Patrons & Sporting Patrons
Nicholas Evans (Patron)
Nicholas was born and grew up in Worcestershire. He studied law at Oxford University then worked on the Evening Chronicle in Newcastle-upon-Tyne. In 1975 he moved into television, initially producing current affairs documentaries for Weekend World, before moving to The South Bank Show, where he made films about famous writers, painters and film-makers, including the great British director David Lean who became a friend and mentor and encouraged him to switch from fact to fiction. For the next ten years, he wrote and produced a number of films for television and the cinema. In 1993 he met a blacksmith in the far South-West of England who told him about people who have the gift of healing traumatized horses. Nicholas started work on what was to be his first novel, The Horse Whisperer, which has now sold more than 20 million copies across the world.
Nicholas lives in Devon with his wife, the singer/songwriter Charlotte Gordon Cumming. In 2008 both of them ate poisonous mushrooms which destroyed their kidneys and put them on haemo-dialysis every other day for the following three years. In 2011, he was given a kidney by his daughter, Lauren. Both have recovered well. Lauren is back to working, running and going to the gym. She has 100 per cent kidney function. “She has given me back my life,” says Evans. “What greater gift could one imagine?”
Ian Brannigan (Sporting Patron)
Ian is a Project Manager with a pharmaceutical company and a member of Newcastle Athletic Club famed for running up mountains. Two years after being diagnosed with renal failure, Ian had a kidney transplant in 1998, since when his personal best times include running 400m in 56 seconds, 1500m in 4mins 37secs and 10k in 37mins 26 secs.
Ian, who has a PhD in organic chemistry, has been competing at the British and World Transplant Games since 1999 winning 38 British titles and 15 World titles. He is married to Samana and they have two children. When he is not either training or competing he enjoys cycling and listening to music.
Jacqueline Dowding (Sporting Patron)
Jacqueline received a kidney transplant in 1986 and three years later took part in the Fastnet Race, one of the most gruelling races in ocean sailing. A crew of four transplantees, a doctor and a nurse they came second in their class. Jacquie was diagnosed with hereditary kidney failure by chance when she volunteered as a blood donor; her brother has since had a kidney transplant too.
Jacquie has spent most of her life at sea; sailing is in her bones and has been ever since she first crawled aboard her father’s wooden dinghy on the Essex rivers where she grew up. “Being on top of the waves is magical; a feeling of absolute freedom. I have sailed to so many parts of the world, seen so many wonderful places because of my transplant. Facing the unknown, and not knowing what direction your life is going to take, certainly makes you want to do more and get the most you can out of every day. Having a transplant has made me appreciate just how important organ donation is,” says Jacquie, who works as a Language teacher, sailing instructor and voluntarily as a SEA Safety Advisor with the Royal National Lifeboat Institute.

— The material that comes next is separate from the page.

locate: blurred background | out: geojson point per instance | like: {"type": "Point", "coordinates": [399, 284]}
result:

Orla Smyth (Sporting Patron)
Orla is a solicitor and marathon runner. Three years after her 2007 kidney transplant she wanted to raise awareness of “the immeasurable difference a transplant makes” and with her husband ran the Belfast City Marathon as a relay and has since she completed it herself.
Orla was diagnosed with a degenerative kidney disease when she was eleven. She continued to live as normal a life as possible for another ten years but at 21 she had to give up football and other sports in order to have enough energy to continue to work. Orla’s first kidney transplant failed and she had to start dialysis, putting herself onto her machine every evening, even on her honeymoon. Orla looks back on this time as being really hard but fortunately after three years underwent a successful transplant in 2007. Six months later Orla ran a mile to the shop. She continues to train and compete with City of Lisburn Athletics Club, raises funds for Northern Ireland Transplant Sport. Orla has won many medals in the World Transplant Games however as she says the real success story is that each of the thousand or so athletes, selected from their home teams of thousands more, can compete and represent their country because they each have received a transplant.